We emerge in Balmaha on the side of Loch Lomond, and realising that evening is catching up with us and that we have a long way to go, we begin round the coast of the loch at an extraordinary rate. Jo was particularly energetic, though we are both in considerable pain from packs and shoes. Earlier that day, we had started off near pain free as our body parts had already started becoming used to strain. Today is our longest (and we hope our latest starting) day. Midges keep our breaks in check. We are treated to beautiful views across the loch and mountains, and to an orange sunset with the mountains on fire over the water! "Together we are stronger! Weaker never! Pole! Pole!" (Pole is Swahili for "slowly / take it easy") We repeat our motto with growing determination! We encounter a group of three - as yet unseen - foreign hikers, the female of whom is plainly in considerable foot pain. They pass us later but only by taking the road instead of the track. On seeing us, the two guys quickly get back on the trail again! We pass them again later, though do not see them at the wild campsite that evening - it seems they went to a hostel or B&B, yet they are loaded with equipment - bigger packs than us!

Ardess wild campsite Ardess wild campsite Ardess wild campsite
The next morning, Jo gets to planning the day ahead... Ardess wild campsite (round the back of Rowardennan Youth Hostel) is arguably the WHW's best designated "wild" campsite. Lovely and spacious, with flat grass, dotted with trees and a river running through it. To our surprise, we had the place to ourselves, as the more inferior hikers opted for the Youth Hostel. I think Alan might be a bit obsessed with this tent.

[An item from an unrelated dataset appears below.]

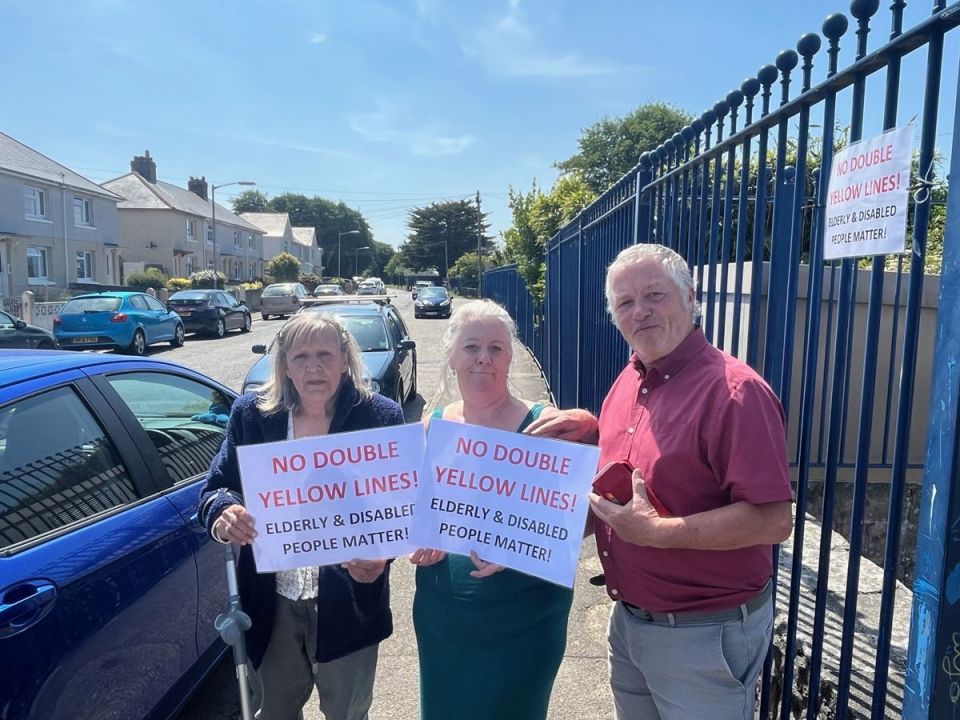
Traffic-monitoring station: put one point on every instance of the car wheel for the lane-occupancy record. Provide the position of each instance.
(138, 346)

Ardess wild campsite Ardess wild campsite Ardess wild campsite
OK that proves his obsession. This picture also illustrates the technique of pegging your guylines well out to trip unwary axe-murderers in the night (one of Alan's more irrational preoccupations)! Lots of room and a lovely site too. No campfires though, which is quite understandable, and a sign requests that you limit your stay to one night only. A view of the trees on the far side of the river.

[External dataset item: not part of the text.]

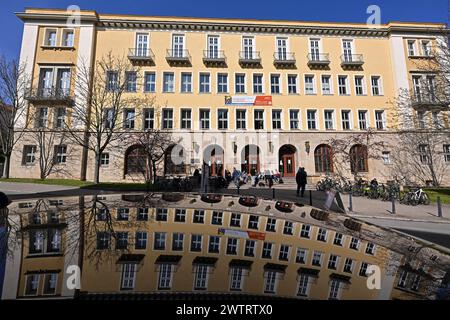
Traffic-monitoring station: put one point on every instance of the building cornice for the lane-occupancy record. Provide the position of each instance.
(208, 25)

Ardess wild campsite, just beyond Rowardennan Youth Hostel, arrives more quickly than we thought it would to our rejoicing! It's a lovely site: flat, tree-dotted and cooled by the gurgling river that flows through it - and what's more it's deserted! We immediately don the roll-on midge repellant (highly convenient) and throw ourselves into a fantastically efficient camp set up. Jo puts up the tent and inner, Alan lights the stove and makes dinner. We only just make it into the tent within twilight to indulge in a spaghetti dinner even bigger than the previous night's, but we finish it all! Spaghetti, mushroom soup, dried onion, cheese, apricots and margarine all combine for ultimate satisfaction. By way of entertainment, we read the first of "A Walk in the Woods" by Bill Bryson, a novices account of his part-walk of America's massive 2200 mile Appalachian Trail. The weather this day had been the best that could have asked for and the on-site midges are tame. Today was our longest day - approximately 14 miles - a long trek with the packs, especially with Conic Hill, requiring about 9 hours of walking.